| Review of: | Policy Bureaucracy: Government with a Cast of Thousands by Edward C. Page, Bill Jenkins |
|---|---|
| Reviewed By: | Kwangho Jung |
| Reviewed in: | Governance |
| Date accepted online: | 14/01/2008 |
| Published in print: | Volume 20, Issue 03, Pages 545-556 |
Book Reviews
This book, relying on extensive (140 of them) interviews with British civil servants, explores a variety of policy roles for middle-level bureaucrats. Despite many important studies concerning bureaucracy and policy processes, a variety of specific policy activities, particularly among mid-level bureaucrats, have been neglected in studies of public administration and public policy. Many research questions had therefore remained unanswered.
Page and Jenkins explore these neglected policy roles of middle-level bureaucrats through interview research and by drawing on sociological theories of bureaucracy developed by Max Weber and Alvin Gouldner. According to Page and Jenkins, "Much policy work is usually conducted with few direct and specific instructions from ministers and senior officials. Since ministers do not give a detailed steer of all the things in the policy process, bureaucrats should produce precise legal clauses, specific regulations, and various forms of protocols about how policies should work in practice" (79). In the book, three types of policy roles emerge: (1) a production role in making policy drafts and documents, (2) a maintenance role in tending and managing policies, and (3) a service role in offering knowledge and skills to those involved in the policy process.
Chapter 2 provides a basic description of middle-ranking officials with diverse career pathways and frequent mobility. Chapters 3 and 4 show how policy bureaucracies perceive policy work to be different from other forms of civil service work such as casework, operations, and implementation (55-56). This is where Page and Jenkins introduce their three roles and the interactions among them. Chapter 5 demonstrates how much policy work is conducted with few direct and specific instructions from ministers. Rather policy work is guided by five factors in the UK bureaucracy: the perceived thrust of government policy, experience derived from frequent interaction with a minister, departmental priorities derived from departmental practice over the years, the use of government documents, and a consensual solution to a policy problem.

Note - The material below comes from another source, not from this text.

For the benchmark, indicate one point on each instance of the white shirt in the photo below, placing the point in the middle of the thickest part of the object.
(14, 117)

Chapter 6 challenges prevailing academic frameworks of how bureaucrats influence policymaking. The chapter contends that agency theory does not fit well with explaining the trade-off between hierarchy and expertise. The finding that "the middle-ranking officials do their best to develop policy tools or measures that will meet what they perceive as their political masters' priorities and intentions" (183) seems to contradict bureaucratic behaviors derived from agency theory. The relationships between ministers and middle-ranking officials in the Whitehall bureaucracy involve the cooperative aspects of policy roles. The civil servants are viewed as good stewards and team players.

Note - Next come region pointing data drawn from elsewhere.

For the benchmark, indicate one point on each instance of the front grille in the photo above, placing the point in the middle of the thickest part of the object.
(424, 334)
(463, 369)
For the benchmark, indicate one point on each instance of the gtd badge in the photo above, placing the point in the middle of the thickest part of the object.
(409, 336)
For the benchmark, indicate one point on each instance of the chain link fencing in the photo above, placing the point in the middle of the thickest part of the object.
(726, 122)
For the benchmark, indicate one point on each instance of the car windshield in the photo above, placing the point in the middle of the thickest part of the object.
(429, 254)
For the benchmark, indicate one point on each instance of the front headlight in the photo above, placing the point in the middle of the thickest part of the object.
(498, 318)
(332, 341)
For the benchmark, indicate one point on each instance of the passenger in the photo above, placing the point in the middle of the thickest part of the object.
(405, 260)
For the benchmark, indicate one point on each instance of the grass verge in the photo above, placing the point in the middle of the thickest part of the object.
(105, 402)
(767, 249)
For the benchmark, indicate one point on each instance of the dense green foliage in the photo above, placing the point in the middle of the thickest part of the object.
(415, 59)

An inherent tension between expertise and hierarchy in bureaucracy is a classic question in the study of modern bureaucracy. There are many theoretical models to explain the tension in political systems across different countries. Page and Jenkins suggest that the norm-based approach is particularly relevant in explaining the conflict between hierarchy and expertise in the UK bureaucracy, where both invited authority and improvised expertise are key factors to resolving such conflict. Both the substantial delegation of policymaking to the civil servants and ministerial approval are seen to be a solution to the tensions among them. The Whitehall-based policy bureaucracy seems to contrast with Weberian conceptions of bureaucracy. As Page and Jenkins write, "The informal relations and flattened hierarchies in UK policy making contrasts with the apparent 'top-down' model based on the Prussian bureaucracy at the turn of the century" (181). Indeed, the tensions between hierarchy and expertise vary across countries.
Page and Jenkins believe that understanding bureaucratic reality does not necessarily conform to the application of theoretical models and the testing of hypotheses with empirical data. They argue that survey research is not necessary to unravel the nature of policy bureaucracy and emphasize instead that interviews with civil servants are likely to provide more relevant and context-specific facts regarding policymaking activities among civil servants and their political masters. The information or data from this book tend toward the impressionistic and anecdotal, and no hypotheses are tested.